I have a lot of questions about the concept of liminal space as it relates to this episode as well as the series at large, such as: why can people see through universes at certain times — when Jo saves Alice B from the freezing cupboard or when Alice A and B saw one another at Jo’s funeral, for examples — but can’t during other times even when they’re presumably in the same place? Are there multiple versions of liminal space? Does each universe have its own liminal cabin? If the cats, both dead and alive, are any indication, the liminal space can change based on its proximity to a particular universe. But how and why does the bridge between the worlds open and close? There don’t seem to be any rules, and if there are, I’m missing them. I love the vibe, but my brain just wants it to make sense!
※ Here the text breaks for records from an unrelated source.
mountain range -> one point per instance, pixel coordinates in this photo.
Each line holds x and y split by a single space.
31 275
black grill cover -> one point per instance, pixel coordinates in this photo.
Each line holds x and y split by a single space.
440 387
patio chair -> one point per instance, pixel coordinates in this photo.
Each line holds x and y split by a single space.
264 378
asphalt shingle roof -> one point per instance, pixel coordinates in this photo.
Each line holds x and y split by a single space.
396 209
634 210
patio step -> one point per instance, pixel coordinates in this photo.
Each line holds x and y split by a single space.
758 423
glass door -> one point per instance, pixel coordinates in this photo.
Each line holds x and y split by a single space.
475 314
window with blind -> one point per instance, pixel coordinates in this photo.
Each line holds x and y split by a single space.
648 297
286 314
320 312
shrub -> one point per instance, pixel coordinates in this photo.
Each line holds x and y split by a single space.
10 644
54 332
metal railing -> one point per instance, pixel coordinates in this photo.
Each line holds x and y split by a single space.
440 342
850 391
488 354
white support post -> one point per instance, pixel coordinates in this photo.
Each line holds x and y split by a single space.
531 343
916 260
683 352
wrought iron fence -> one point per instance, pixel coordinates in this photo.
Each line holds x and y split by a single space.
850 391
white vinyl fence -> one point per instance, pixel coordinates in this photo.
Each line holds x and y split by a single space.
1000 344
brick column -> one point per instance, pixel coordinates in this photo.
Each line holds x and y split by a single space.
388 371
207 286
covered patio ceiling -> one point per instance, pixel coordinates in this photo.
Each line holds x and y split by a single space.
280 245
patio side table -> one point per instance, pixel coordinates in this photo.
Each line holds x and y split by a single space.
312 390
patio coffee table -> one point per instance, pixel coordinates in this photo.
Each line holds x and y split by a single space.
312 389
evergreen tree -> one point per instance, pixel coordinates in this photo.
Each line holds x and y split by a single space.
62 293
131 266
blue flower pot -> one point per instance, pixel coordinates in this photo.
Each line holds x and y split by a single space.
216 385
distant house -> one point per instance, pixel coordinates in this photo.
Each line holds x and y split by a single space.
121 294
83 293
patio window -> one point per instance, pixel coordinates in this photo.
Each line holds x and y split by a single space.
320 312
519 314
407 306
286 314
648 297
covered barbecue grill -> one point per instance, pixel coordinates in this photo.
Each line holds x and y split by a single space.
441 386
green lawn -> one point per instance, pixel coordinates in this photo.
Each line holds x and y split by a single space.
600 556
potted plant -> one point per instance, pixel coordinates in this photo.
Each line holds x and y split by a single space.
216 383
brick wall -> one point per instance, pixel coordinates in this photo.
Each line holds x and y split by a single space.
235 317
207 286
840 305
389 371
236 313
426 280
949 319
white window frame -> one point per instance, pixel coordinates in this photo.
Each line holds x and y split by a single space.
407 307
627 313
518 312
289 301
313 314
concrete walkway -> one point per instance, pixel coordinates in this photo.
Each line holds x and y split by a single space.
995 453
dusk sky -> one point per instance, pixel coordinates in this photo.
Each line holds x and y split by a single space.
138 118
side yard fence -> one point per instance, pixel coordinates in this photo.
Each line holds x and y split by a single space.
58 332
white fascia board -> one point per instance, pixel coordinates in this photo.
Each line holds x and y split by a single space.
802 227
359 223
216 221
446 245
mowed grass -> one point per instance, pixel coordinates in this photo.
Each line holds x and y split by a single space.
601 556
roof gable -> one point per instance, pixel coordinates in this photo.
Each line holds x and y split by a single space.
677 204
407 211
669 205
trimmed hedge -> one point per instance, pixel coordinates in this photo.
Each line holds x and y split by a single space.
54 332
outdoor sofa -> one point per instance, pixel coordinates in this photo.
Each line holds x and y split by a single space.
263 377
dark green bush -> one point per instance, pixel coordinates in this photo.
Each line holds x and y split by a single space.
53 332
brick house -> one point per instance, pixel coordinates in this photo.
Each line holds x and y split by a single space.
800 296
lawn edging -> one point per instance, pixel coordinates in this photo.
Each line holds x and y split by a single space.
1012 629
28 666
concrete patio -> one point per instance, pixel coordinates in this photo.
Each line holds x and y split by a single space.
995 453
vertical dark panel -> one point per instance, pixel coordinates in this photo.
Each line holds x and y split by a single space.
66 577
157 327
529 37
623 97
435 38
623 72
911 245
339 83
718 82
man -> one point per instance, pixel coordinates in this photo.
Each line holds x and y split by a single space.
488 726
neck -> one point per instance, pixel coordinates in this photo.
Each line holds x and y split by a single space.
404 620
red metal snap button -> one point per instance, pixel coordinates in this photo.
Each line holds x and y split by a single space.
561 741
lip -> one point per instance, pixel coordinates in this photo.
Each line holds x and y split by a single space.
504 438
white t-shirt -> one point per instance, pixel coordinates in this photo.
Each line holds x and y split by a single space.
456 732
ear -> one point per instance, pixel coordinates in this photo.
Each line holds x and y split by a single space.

In a coda to the universe-hopping hullabaloo, Jo finds Alice A in the snow and starts performing CPR. Alice B wanders over (with no explanation of how this one got out of her locked cabinet, but okay) and beseeches her mamma to come with her. Even though Alice B drops the absolutely devastating line, “But I’m your Alice,†Jo feels obligated to Alice A. She can’t leave at the moment, but she promises to try in the near future. As Magnus runs up to Alice B, he sees a familiar figure in the snow. Later, Alice B asks if he saw Jo, and he’s not quite sure how to answer.

Back in the alive-cat universe, Alice A is in the hospital, recovering from her ordeal. She dreams of the Valya who beckons her to come find her mother. It’s a creepy dream, and when she wakes up her father tells her that Irena Lysenko has Jo. Alice A immediately knows that they need to rescue her.

Alternative Orbits

• Jo keeping the multimillion-dollar CAL in a mini-cooler for safekeeping is objectively hilarious.

• Magnus, you dummy, if your daughter keeps escaping a remote cabin in the middle of a midnight blizzard, maybe don’t go back to sleep?

• There’s a lot of focus on the paintings on the walls here, especially on the Gollum-like changeling. The story of the changeling that Alice A referenced earlier in the series focused on a family putting a baby into a fire to bring their mother back. Other versions of the story — including the real-life inspiration for the changeling myth — involve burning an individual to restore order. No one actually burns in this cabin fire, but Alice B sure comes close.

• Did anyone else get serious Stranger Things vibes from the liminal cabin? The abandoned space felt very much like a version of the Upside Down, albeit with no monsters. At least not yet. Is the Valya the Vecna of Constellation? Discuss!